Soldiers are easy to lionize, but the actions of civilians during wartime can be just as valiant, as director Christian Carion depicts in this old-fashion World War II opus. It’s a fascinating, humanistic look at the people who often don’t make it into the history books—those who aren’t out to win glory for their country but are simply trying to carve some peace out of the most wretched era in modern history. Tracking the interweaving journeys of everyone from a Belgian refugee to the village wino, Come What May is an exercise in split narrative similar to Crash, except that this film pulls it off.
In May, 1940, the inhabitants of Pas-de-Calais, a quaint village in the north of France, are shocked when they hear that the nearby town of Arras has fallen to the German advance. After some debate, Paul, the mayor (a deft Olivier Gourmet), decides that they will migrate south rather than suffer whatever the Nazis have planned for them. Among the caravan is Mado (Mathilde Seigner), his tough-as-nails wife, and Suzanne (Alice Isaaz), a young woman tasked with taking care of a motherless boy, Max (Joshio Marlon), after his father has been taken to prison. As the villagers travel, they struggle to find food, pass by scenes of horrifying carnage, and dodge machine gun fire as they’re strafed by Nazi aircraft. Ennio Morricone’s soaring score accompanies them all the while, undergirding the actors’ subtle performances.
Other storylines track Hans (August Diehl), Max’s father, as he escapes from prison and searches for his son by following him across the country through messages left on school blackboards. Hans meets Percy, a Scottish soldier (Matthew Rhys) trapped behind enemy lines who, mercifully, brings plenty of comic relief to the otherwise earnest film. (Their run-ins with a German film crew, in search of propaganda material, are particularly funny.) They can’t travel together forever, though; Hans is searching for his son, not fighting a war.
That little boy proves to be the heart of the film, pulling Hans and Suzanne into a sort of family-triangle that gives each of them meaning, and this is the real success of the movie: it’s not about history, or war, but about people trying to find each other. It’s a rare Second World War film in that it doesn’t fetishize Nazi cruelty, and, in fact, shows very little of it, preferring to focus on the more mundane struggles of more mundane people.
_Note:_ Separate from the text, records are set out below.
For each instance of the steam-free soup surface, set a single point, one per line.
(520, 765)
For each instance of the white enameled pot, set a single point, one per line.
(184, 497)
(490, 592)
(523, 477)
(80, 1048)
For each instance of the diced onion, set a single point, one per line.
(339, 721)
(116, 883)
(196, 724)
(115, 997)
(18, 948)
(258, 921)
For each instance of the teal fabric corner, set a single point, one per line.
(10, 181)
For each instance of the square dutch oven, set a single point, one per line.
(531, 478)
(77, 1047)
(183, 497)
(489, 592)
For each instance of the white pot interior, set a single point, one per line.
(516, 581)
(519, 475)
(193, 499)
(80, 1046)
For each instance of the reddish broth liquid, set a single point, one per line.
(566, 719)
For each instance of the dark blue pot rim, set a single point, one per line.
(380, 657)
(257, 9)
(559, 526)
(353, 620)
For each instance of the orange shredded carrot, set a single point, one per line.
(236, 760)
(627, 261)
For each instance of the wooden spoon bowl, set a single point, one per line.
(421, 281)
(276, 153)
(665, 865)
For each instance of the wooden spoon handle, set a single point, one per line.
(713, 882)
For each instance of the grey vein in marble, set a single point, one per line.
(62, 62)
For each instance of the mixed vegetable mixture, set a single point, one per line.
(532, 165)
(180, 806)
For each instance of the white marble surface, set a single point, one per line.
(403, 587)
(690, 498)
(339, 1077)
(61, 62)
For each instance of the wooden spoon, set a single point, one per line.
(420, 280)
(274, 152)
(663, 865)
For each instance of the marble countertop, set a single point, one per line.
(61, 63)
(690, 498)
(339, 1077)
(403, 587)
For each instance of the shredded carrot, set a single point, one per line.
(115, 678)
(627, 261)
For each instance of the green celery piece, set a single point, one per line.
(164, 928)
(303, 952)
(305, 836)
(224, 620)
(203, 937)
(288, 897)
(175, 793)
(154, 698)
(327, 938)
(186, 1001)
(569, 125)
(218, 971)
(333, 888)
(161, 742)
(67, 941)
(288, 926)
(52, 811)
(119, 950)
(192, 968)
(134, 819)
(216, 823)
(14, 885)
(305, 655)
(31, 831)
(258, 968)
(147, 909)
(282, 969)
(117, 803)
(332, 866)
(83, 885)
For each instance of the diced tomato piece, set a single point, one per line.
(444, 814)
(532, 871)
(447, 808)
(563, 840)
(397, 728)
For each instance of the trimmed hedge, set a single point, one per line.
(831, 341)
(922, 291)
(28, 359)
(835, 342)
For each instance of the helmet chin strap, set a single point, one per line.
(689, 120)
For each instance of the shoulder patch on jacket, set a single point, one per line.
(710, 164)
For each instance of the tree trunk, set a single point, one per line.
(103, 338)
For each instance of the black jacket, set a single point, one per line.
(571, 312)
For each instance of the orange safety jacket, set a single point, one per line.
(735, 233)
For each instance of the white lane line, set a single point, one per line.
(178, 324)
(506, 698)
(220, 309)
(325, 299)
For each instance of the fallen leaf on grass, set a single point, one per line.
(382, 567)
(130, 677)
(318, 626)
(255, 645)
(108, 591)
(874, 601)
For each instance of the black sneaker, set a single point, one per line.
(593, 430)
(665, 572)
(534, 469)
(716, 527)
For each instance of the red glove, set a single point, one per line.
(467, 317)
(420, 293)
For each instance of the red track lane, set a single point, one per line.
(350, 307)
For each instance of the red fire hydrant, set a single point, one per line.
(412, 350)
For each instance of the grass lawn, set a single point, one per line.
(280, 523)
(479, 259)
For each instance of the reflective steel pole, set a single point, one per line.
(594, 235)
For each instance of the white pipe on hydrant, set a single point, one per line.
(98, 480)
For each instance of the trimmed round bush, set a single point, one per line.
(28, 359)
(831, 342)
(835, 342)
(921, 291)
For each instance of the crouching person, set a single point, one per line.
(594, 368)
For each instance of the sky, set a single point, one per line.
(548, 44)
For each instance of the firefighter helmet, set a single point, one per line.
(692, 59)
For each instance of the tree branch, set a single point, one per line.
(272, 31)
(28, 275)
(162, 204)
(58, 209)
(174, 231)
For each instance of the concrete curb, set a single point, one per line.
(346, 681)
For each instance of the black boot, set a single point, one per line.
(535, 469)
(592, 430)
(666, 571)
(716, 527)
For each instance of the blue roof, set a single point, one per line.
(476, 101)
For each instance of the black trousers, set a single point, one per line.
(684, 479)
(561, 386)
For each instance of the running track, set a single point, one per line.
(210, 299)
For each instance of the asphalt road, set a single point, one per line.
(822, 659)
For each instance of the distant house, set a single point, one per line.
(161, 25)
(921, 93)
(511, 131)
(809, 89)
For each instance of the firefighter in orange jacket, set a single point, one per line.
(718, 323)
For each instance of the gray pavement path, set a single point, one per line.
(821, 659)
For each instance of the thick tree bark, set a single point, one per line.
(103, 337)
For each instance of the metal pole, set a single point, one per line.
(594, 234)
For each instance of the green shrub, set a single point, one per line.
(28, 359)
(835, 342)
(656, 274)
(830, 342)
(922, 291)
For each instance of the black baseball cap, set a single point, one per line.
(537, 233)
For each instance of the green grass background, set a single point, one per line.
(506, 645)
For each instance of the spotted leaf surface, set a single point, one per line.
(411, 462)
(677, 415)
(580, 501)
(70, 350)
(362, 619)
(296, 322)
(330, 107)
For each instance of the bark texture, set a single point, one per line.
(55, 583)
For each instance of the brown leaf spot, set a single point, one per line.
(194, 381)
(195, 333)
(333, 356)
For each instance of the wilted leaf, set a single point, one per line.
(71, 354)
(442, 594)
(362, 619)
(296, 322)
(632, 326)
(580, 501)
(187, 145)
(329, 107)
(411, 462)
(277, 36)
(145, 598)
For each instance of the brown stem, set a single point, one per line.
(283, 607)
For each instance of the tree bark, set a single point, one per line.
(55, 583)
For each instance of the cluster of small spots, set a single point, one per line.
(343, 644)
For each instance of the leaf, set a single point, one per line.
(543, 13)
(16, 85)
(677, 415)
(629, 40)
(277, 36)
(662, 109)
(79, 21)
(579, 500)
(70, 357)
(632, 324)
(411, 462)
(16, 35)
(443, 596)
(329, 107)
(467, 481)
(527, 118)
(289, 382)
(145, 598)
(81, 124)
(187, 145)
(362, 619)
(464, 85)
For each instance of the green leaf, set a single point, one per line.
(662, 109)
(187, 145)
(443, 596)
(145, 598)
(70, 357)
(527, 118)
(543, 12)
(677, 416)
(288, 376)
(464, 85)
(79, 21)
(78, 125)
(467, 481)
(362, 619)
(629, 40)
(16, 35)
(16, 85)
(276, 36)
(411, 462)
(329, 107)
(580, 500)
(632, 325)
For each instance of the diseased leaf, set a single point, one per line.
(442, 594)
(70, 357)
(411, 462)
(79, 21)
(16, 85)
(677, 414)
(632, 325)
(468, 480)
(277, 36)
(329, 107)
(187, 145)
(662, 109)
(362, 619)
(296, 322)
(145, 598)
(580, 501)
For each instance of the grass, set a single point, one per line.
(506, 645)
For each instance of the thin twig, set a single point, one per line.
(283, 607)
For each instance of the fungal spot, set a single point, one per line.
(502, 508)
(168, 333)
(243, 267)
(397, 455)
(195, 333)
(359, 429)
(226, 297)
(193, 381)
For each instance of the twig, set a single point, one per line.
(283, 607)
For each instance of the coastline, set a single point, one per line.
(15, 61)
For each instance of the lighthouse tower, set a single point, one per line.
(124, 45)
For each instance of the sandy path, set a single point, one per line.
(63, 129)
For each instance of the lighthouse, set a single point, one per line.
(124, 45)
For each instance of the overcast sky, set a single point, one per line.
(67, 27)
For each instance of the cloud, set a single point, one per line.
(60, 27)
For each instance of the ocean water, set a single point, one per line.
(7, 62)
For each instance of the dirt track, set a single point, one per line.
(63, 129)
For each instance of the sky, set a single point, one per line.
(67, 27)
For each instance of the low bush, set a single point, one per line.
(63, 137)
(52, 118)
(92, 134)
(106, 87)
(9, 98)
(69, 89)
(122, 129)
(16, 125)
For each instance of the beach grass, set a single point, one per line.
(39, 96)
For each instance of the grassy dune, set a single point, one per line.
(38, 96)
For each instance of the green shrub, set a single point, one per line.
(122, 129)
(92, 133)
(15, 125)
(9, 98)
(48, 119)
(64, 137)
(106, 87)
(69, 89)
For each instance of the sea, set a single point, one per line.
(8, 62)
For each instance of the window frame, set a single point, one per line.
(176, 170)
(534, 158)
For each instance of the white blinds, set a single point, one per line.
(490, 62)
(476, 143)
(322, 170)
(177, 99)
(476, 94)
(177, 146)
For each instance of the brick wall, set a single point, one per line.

By the time the credits roll, the movie hasn’t exactly tied itself off with a bow—some plots are left up in the air, and some characters’ fates are left unknown. But its emotional core is completely resolved in a phenomenal scene on a German-controlled bridge that painstakingly tracks a girl’s enormous decision. The caravan marches on, certain to face many more threats before the journey is done. At this final moment, the characters find a moment of peace, what they’ve been searching for all along.